有益な情報とは言い難いかもしれませんが、読み物の一つとして読んでいただけたら幸いです。

ちなみに自己ベスト10秒81の4流が書いています。悪しからず…。

前提として「正解」はありませんが…

私自身「絶対的にこれが正しいという手法はない」というスタンスです。個々人で年齢、体格や現時点でも持ちタイムも全く違うはずです。
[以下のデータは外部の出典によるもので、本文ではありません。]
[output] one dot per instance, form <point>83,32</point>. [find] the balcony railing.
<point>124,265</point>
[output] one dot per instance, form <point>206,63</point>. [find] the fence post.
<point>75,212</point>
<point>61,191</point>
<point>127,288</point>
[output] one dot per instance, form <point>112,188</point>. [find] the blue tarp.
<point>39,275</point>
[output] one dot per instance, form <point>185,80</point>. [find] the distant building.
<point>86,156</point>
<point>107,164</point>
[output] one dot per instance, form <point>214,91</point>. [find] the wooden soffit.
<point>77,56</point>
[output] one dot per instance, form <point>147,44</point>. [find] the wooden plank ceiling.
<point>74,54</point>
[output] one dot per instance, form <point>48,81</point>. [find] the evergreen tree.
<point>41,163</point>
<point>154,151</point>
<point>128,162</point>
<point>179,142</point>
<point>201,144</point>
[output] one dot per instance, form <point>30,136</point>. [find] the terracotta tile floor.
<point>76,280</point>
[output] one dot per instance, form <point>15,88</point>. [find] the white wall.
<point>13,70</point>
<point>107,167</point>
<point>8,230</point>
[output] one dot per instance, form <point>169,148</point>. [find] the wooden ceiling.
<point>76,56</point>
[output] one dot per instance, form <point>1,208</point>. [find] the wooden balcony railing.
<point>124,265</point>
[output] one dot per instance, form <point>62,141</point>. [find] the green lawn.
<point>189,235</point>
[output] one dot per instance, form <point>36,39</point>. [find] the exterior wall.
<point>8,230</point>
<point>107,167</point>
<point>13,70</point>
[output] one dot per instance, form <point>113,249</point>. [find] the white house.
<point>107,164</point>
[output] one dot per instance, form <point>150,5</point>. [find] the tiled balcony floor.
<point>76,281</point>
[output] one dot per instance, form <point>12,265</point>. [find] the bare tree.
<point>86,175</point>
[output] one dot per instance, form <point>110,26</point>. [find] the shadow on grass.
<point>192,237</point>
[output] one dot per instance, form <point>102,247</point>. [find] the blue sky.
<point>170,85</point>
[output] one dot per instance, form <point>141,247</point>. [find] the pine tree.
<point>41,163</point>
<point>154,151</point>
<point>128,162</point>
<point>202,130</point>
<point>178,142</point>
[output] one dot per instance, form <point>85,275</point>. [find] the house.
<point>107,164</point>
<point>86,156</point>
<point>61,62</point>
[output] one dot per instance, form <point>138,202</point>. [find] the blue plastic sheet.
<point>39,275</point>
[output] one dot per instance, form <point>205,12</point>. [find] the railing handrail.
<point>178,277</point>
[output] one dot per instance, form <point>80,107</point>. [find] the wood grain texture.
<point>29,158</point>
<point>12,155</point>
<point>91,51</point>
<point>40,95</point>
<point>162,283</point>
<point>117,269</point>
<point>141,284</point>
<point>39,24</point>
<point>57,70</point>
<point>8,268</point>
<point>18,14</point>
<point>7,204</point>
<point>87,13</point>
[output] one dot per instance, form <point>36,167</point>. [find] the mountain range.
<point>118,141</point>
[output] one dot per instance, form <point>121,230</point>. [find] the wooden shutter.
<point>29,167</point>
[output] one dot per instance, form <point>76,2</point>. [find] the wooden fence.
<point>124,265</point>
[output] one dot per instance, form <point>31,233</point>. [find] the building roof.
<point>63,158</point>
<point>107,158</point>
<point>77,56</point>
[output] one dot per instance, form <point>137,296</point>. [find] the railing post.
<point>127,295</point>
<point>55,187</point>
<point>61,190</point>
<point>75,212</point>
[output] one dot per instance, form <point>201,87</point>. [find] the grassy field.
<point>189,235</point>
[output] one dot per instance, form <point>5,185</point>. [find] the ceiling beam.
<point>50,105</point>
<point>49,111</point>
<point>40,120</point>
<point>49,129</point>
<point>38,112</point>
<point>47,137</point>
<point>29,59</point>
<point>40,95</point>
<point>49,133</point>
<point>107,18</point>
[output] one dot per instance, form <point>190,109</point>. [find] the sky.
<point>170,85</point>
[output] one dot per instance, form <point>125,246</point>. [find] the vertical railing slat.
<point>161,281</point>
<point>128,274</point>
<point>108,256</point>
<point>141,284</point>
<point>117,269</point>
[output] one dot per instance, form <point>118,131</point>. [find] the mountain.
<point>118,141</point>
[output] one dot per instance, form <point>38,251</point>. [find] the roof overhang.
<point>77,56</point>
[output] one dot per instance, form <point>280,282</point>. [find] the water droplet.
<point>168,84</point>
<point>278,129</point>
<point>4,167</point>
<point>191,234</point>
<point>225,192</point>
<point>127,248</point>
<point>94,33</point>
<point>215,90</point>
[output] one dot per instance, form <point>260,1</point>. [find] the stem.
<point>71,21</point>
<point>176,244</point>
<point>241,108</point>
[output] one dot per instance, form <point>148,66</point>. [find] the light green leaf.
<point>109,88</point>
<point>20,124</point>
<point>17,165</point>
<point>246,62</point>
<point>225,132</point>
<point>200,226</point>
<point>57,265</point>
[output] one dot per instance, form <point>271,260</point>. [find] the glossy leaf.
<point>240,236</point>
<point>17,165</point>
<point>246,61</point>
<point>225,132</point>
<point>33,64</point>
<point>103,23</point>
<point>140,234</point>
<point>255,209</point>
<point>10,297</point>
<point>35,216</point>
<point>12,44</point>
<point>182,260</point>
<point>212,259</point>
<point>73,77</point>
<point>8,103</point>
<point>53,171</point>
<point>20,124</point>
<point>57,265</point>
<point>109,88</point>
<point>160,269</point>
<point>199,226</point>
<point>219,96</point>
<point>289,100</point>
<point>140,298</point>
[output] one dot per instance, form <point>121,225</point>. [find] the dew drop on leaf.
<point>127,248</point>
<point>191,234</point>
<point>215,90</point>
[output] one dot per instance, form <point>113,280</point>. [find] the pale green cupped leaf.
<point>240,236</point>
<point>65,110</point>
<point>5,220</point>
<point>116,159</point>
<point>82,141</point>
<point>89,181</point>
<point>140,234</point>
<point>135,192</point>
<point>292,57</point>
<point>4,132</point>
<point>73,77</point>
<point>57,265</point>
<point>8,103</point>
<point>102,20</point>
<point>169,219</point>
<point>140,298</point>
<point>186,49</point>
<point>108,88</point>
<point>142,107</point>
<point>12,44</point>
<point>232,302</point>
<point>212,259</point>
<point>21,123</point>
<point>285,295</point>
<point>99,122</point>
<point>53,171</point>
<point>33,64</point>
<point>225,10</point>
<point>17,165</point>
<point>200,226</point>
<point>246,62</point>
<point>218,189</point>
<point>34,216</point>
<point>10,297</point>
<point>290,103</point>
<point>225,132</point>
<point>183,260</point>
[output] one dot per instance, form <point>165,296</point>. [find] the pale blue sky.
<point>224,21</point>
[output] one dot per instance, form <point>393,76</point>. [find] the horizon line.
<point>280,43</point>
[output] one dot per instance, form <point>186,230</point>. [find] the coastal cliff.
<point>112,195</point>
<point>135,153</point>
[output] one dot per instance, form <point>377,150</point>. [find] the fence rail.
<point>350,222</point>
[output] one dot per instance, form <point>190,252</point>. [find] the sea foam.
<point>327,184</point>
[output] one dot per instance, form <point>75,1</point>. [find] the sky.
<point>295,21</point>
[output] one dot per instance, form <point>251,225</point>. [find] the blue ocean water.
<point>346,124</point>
世の中には優れた教本もありますが、あれは速く走るための要素を最大公約数的に解説しているものです。いわば、目的地の大まかな位置が示されている地図といえましょう。実際に現在位置を見定めルートを設定し、踏破するのは自分自身です。

「来シーズン10秒台を狙えるレベル」は11秒台前半

10秒台に突入できない、あるいはできなかった選手のほとんどは「時間が足りなかった」のではないかと思っています。学生としてスポーツに打ち込める時間は、思うよりずっと短いといえます。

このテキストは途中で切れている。